Methods: We performed a structured search of bibliographic databases for peer-reviewed literature to outline the state of the art with regard ErbB signaling deregulation and NRG1 function in lung cancer. The quality of retrieved papers was assessed using standard tools and one hundred thirty-five were included in the review. In many papers the molecular lesions affecting the ErbB receptors in lung cancer but also in other type of solid tumors were updated. Papers describing the physiological role of NRG1 in cells was also screened for the review preparation, as well as the paper reporting NRG1 fusions in lung cancer and their implication in aberrant ErbB pathway activation.

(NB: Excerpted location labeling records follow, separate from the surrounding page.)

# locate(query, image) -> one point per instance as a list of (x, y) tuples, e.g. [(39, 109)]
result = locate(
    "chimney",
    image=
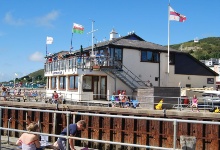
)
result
[(113, 34)]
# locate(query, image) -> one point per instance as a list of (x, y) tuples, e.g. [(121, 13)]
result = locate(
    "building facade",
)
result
[(123, 63)]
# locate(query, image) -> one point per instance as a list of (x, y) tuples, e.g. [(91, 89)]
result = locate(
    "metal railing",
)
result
[(175, 121)]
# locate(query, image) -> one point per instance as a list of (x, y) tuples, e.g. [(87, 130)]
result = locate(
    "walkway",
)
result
[(12, 146)]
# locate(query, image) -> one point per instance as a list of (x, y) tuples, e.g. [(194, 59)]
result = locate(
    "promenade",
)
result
[(12, 146)]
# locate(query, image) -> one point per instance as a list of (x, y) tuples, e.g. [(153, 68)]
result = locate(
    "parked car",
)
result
[(211, 99)]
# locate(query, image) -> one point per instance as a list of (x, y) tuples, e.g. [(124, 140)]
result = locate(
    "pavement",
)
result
[(10, 144)]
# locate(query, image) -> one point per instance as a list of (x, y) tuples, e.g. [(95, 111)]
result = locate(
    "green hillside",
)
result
[(203, 49)]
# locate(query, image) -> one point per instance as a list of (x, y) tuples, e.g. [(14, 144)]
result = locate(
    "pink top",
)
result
[(194, 100)]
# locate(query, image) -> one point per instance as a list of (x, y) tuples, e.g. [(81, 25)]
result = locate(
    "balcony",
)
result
[(70, 65)]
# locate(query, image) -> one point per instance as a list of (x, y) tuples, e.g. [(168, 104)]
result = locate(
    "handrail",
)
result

Results and Conclusion: Overall, this review highpoints how the knowledge of new molecular mechanisms of ErbB pathway deregulation may help in gaining new insights into the molecular status of lung cancer patients and unveil a novel molecular markers of patients' stratification. Moreover, this ultimately led the selection of new compounds designed to inhibit the bound between Nrg1-ErbB3 as a good alternative way to block the ErbB intracellular signaling.
Keywords: ErbB network, ErbB3, NRG1 fusion, lung cancer, target therapy, resistance to therapy.